Fouls are called throughout a game, and a player can accumulate several fouls without much consequence. However, if a player is persistently fouling, or makes a dangerous tackle, he can be shown a yellow or red card. Yellow cards are a caution, and if a player gets two yellow cards in a game, he is ejected. A red card also means an ejection. When a player is ejected, his team must play a man down. A few things lead to a straight red card, including tackles from behind.
If a player is fouled in the 18-yard box surrounding the opponent's goal, he is awarded a penalty kick. It's a player-versus-goalkeeper scenario where the referee places the ball on the penalty spot. One player takes the shot while all the other players line up on the 18-yard line. Penalty shots are notoriously difficult to stop.
Can a player do more than kick the ball?
Yes, a player can use his head, chest, back and legs to move the ball. He can't touch it with his hands (and a handball in your goalkeeper's box means the other team is awarded a penalty kick).
There are no timeouts in soccer. The clock runs continuously through two 45-minute halves. However, an official keeps track of time when the ball is not played (for an injury, goal, etc.) and extra time can be added to the end of each half. Usually, extra time is somewhere between 3 and 5 minutes, though it can be shorter or longer. There is a 15-minute halftime. The only time a game is stopped is if lightning is seen in the surrounding vicinity. The game is restarted after the storm passes.

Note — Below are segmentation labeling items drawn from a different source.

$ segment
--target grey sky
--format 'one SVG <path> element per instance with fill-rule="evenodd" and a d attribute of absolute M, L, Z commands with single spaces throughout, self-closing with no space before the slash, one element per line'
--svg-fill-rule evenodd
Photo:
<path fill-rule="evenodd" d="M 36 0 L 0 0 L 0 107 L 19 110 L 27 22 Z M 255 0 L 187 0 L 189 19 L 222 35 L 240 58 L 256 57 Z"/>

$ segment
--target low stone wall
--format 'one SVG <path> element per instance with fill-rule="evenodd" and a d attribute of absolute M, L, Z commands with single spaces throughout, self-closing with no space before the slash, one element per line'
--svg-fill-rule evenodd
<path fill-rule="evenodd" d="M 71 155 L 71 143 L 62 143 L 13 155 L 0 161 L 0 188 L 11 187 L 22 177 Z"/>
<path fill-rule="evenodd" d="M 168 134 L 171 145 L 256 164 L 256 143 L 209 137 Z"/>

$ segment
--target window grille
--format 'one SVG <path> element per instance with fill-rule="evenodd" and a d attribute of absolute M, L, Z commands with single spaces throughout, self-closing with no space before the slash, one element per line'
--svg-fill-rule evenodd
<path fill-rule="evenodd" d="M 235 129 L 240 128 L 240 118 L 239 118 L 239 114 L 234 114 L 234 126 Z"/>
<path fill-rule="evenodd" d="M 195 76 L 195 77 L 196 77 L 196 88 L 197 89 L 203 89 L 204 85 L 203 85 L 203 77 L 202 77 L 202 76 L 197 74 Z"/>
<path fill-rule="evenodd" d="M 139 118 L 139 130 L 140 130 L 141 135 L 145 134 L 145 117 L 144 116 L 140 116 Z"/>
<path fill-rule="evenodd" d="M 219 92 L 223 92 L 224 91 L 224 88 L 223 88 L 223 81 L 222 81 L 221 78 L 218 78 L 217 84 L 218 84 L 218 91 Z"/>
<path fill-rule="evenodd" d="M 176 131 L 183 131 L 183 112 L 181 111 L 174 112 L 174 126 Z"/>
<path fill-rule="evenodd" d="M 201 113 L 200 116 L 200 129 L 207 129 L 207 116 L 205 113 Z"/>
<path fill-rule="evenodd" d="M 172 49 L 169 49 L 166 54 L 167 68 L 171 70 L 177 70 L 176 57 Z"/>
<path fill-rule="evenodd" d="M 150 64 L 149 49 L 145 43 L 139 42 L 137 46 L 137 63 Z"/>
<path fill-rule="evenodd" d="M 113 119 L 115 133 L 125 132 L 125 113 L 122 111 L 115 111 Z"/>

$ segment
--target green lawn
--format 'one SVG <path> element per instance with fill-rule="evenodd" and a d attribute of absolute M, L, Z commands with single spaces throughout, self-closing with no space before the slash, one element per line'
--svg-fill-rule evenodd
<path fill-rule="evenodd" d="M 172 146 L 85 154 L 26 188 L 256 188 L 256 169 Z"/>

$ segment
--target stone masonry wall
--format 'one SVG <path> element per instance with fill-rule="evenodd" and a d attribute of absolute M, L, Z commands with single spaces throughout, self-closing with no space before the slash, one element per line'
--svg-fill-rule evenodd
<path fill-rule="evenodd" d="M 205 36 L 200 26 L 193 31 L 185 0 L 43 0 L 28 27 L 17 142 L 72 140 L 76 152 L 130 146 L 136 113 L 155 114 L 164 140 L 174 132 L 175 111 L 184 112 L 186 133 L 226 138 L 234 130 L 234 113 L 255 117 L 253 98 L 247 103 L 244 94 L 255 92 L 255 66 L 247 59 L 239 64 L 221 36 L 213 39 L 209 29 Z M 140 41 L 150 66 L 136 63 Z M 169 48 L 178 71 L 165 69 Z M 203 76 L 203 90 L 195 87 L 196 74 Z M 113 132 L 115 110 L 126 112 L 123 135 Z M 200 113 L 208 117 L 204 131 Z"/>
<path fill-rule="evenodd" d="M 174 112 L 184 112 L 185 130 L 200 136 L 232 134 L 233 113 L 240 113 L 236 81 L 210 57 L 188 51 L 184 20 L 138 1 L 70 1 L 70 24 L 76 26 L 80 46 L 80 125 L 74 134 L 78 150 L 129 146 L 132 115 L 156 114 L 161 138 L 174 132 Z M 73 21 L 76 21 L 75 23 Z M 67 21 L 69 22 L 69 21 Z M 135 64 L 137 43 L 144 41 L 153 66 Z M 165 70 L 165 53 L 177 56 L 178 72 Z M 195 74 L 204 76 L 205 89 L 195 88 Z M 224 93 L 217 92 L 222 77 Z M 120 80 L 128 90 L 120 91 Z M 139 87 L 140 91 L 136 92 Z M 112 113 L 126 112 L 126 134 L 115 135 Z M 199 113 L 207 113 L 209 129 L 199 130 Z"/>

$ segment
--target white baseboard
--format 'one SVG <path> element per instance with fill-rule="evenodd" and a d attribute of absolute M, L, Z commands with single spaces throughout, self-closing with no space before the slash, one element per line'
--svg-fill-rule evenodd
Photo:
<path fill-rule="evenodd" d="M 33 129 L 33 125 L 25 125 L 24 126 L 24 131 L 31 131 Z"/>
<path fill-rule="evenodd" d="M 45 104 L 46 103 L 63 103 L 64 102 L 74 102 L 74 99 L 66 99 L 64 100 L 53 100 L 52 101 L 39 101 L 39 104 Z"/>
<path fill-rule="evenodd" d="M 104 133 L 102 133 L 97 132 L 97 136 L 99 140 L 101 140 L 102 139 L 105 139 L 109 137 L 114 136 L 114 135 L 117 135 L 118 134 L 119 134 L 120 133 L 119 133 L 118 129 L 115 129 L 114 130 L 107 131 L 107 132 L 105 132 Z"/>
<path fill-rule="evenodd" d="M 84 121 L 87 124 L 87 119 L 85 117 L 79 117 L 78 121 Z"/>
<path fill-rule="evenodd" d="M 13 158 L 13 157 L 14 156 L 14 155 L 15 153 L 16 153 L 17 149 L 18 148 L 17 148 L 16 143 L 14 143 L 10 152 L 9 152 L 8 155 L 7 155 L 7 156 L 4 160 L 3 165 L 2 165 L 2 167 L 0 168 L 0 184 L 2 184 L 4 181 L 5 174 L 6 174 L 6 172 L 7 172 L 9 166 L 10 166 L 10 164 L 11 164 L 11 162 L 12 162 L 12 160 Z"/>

Soccer has its own vocabulary, and the last thing you want to do is call a sideout or touchdown when surrounded by soccer fans. Here are some of the basics.
Football • Around the world, soccer is known as football (or futbol in Spanish). Players are often referred to as footballers, especially on ESPN where the fantastic British announcer Ian Darke calls many games.
Pitch • The name for the field of play.
Offside • This is probably the trickiest rule to understand (but nothing compared to the in-field fly rule in baseball). While there are nuances to the offside rule, the basics are that an offender must have two defenders in front of him when the ball is put into play. Think of it as a rule to prevent goal-tending, kind of like limiting the time spent in the key in basketball.
Result • The British pronunciation for a win or tie.
Managers • The British pronunciation for coaches.
Flop or dive • A player intentionally falling to get a referee to call a foul. The most egregious one of the 2014 World Cup thus far was Fred's dive in the box, which resulted in a penalty kick against Croatia.
Hat trick • When a single player scores three goals in a game. A brace is when a single player scores two goals.
Cap • A player earns one each time he plays for his national team.
Set piece • Any time the ball is put back into play after stoppage. Specific names for set pieces are:
Throw-in • A player throws the ball in from the sideline after the ball rolls out of bounds.
Free kick • Awarded after a foul occurs. A single player kicks the ball, and opponents may not be within 10 yards of the ball when the free kick is taken.
Corner • Awarded when a defender is the last to touch the ball before it crosses the endline.
Penalty kick • Awarded when a foul is committed against an offender in the opponent's box.